The research team says it hopes to learn about the relationship between circadian rhythms, eating, and activity behaviors and the incidence of overweight and obesity in children.
And while the team is in the process of analyzing the data, Esser told a group at the 10th annual Center for Clinical and Translational Science conference in March that early data show 33 percent of the students in the study are considered obese, their initial blood pressure measurements are on the high end of normal, and the students are less active on weekends and nights than during the school week.
The data was gathered through electronic devices that the students wore for seven days to measure activity, heart rate and skin temperature. The students also kept a daily journal to record their sleep and eating activities each day.
Previous studies have shown that disrupting an adult’s circadian rhythm is associated with increased risk for metabolic disease, which is a combination of chronic health conditions that puts a person at a higher risk of heart disease and diabetes.

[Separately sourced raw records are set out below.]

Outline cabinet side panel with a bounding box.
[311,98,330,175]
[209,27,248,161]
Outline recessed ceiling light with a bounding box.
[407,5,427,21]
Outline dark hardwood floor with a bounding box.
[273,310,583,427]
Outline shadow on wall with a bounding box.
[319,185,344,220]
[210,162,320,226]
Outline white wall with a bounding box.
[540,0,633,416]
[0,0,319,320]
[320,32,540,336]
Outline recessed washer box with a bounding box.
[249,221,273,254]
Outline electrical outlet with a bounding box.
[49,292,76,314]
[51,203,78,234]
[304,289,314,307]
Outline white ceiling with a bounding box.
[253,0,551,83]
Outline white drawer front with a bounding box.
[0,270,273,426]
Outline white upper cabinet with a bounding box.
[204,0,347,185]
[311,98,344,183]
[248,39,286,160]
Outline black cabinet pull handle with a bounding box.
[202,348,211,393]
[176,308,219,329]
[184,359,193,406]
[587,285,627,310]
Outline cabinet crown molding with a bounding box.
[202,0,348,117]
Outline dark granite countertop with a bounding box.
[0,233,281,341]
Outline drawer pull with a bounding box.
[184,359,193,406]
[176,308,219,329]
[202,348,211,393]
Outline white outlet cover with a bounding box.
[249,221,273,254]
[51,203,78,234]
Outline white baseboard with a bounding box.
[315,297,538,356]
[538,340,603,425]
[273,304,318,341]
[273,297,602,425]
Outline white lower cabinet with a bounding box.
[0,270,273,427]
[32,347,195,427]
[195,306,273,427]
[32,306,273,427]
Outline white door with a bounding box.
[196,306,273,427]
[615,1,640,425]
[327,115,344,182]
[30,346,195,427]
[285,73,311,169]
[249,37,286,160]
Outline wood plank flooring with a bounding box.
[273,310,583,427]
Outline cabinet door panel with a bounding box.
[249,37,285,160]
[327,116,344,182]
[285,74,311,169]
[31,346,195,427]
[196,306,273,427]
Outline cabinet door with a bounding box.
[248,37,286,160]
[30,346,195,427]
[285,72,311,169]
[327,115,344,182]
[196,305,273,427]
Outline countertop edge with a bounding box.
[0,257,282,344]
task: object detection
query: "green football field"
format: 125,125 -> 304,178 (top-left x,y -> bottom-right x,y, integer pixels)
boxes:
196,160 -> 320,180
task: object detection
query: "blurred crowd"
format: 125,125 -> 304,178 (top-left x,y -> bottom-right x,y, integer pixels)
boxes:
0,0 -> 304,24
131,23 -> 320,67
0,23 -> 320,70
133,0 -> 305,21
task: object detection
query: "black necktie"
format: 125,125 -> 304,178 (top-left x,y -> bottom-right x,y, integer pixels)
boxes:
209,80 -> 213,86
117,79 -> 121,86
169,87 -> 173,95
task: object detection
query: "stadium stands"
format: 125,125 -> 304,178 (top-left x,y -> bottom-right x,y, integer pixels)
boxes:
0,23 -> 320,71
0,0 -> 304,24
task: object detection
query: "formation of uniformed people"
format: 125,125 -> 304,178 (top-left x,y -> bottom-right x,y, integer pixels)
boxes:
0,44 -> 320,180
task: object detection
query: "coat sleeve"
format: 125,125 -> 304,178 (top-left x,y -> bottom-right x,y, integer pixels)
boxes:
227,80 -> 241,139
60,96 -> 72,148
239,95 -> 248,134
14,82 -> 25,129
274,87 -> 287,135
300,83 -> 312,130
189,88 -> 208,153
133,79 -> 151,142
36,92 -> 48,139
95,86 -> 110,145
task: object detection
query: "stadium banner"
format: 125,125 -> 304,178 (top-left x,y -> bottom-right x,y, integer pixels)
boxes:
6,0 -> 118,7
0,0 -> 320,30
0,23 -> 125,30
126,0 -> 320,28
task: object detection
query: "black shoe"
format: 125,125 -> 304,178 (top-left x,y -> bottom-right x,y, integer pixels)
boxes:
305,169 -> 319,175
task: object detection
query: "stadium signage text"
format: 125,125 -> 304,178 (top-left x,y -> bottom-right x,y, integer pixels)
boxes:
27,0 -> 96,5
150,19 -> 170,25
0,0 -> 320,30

Similar research with children has been limited.
Esser noted that “Clay County and many of the counties in Appalachia have a much higher rate of these chronic diseases.”
She also said that while it is known that light exposure affects the body clock, recent findings show that the time that we do activities, like exercising and eating, also contribute to circadian health, and that this is also likely true in children.
This research “could not only influence an individual, but school start times, activity intervention, just so many different areas from personal practice or behavioral choices to public policy, all for the metabolic or physiological good of the individual or collective body,” Clasey said.